The fact that this is being played out in an environment where it has no place, is even sadder. These people who are elected to serve with a certain degree of dignity, self control and respect for themselves and who they serve, should be able to restrain themselves, if only for this reason.
The other thing is, what example are we setting for our children who are watching everyday as politics is played out in its ugliest of form. One day, we might find that there will be no one to run our dear countries, because our children are so turned off by what they are currently seeing. Then, we would definitely have a problem.

Come on people, we owe it to ourselves, our children and the land we serve, to do better, as this is very much unacceptable, at least in my eyes.

My readers, I know this has nothing to do with infertility, (or does it, because we do face anger throughout our infertility struggle and even more anger when a miscarriage becomes part of the process), but I just had to get it off my chest.

Catch you for my next post.

Friday, October 16, 2009

WHAT REALLY IS HAPPENING WITH OUR CHILDREN???????

Children are a gift from the Lord; they are a reward from him.
Children born to a young man are like sharp arrows in a warrior’s hand
Psalm 127: 3 & 4

Lately there has been so much news about violence among children. There were about two videos shown with children fighting in school buses. Then there was news a couple weeks ago about a school boy who stabbed another one to death, allegedly, over a girl.

The latest one, and the one that I want to focus on is about a group of boys (young boys, the youngest being 13), who lit another one on fire because he reported them as having stolen his father’s bicycle.

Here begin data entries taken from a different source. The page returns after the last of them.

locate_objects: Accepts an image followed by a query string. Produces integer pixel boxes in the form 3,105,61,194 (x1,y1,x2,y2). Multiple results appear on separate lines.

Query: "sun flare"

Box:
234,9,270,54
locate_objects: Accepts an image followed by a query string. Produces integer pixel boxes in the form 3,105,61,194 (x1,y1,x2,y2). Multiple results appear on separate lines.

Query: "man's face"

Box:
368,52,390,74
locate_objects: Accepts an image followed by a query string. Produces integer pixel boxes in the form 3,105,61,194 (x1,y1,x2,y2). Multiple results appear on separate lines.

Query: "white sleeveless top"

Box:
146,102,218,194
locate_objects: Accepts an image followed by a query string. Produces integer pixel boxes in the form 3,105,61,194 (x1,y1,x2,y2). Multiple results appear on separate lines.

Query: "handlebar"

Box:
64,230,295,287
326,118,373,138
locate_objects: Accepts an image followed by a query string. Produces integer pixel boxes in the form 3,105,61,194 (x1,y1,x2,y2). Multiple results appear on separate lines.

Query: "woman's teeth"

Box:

I cannot imagine that so much anger and hatred is in the minds of our children these days and I cannot help but wonder if it is the current climate of anger and unforgiveness around us that is rubbing off on these children, or is it the homes for which they come, who do we hold responsible for this? When I was a child, we fought with fists, and very rarely we would use sticks. But there was hardly any incidents including weapons like guns and knives.

This poor youngster has burns, some third degree, over 80% of his body and is currently fighting for his life and in an interview the other morning on the Today Show, with his mom and his doctor, the doctor was saying that he is not in the woods yet, much more to be out of it, so all in all, they are dealing with a very grave situation.

After the interview, the boy’s mother broke down, as she was understandably in so much pain and was trying hard to fight back the tears as she spoke. The Today Show asked her permission to show this breakdown on air, so that it will hopefully send the message out that incidents like these leave families in too much unnecessary pain and something needs to be done about them.
Right about this time, it hit me because it is really hard to see a parent in pain, as you start picturing yourself in the same position. Tears understandably, began welling up in my own eyes as I thought, what kind of world am I getting ready to send my son in? I really felt at this point that I would keep him home, home school him or something and just lock him away from all this callousness, because no one is exempted from falling victim to this.

Imagine so many of us have to fight the ravages of infertility to have our children and then only to have to face the reality that a brutal world awaits them and there is not much that we can do by way of protecting them from it because, let’s face it, they have to face the challenges of this world and we just simply cannot be there at all times to shield them from what it will throw their way. All we can do, is our best to prepare them, but that’s about it.

This is when we have to draw heavily on our faith in God and entrust them into his care and keeping.

I wrote recently about couples who begin praying for their unborn children from as early as the intercourse stage and I must re-iterate that this is a good thing for every God-fearing person to do, because I do believe that this results in better children, who will result in better people in our world, thus eventually making our world a better place.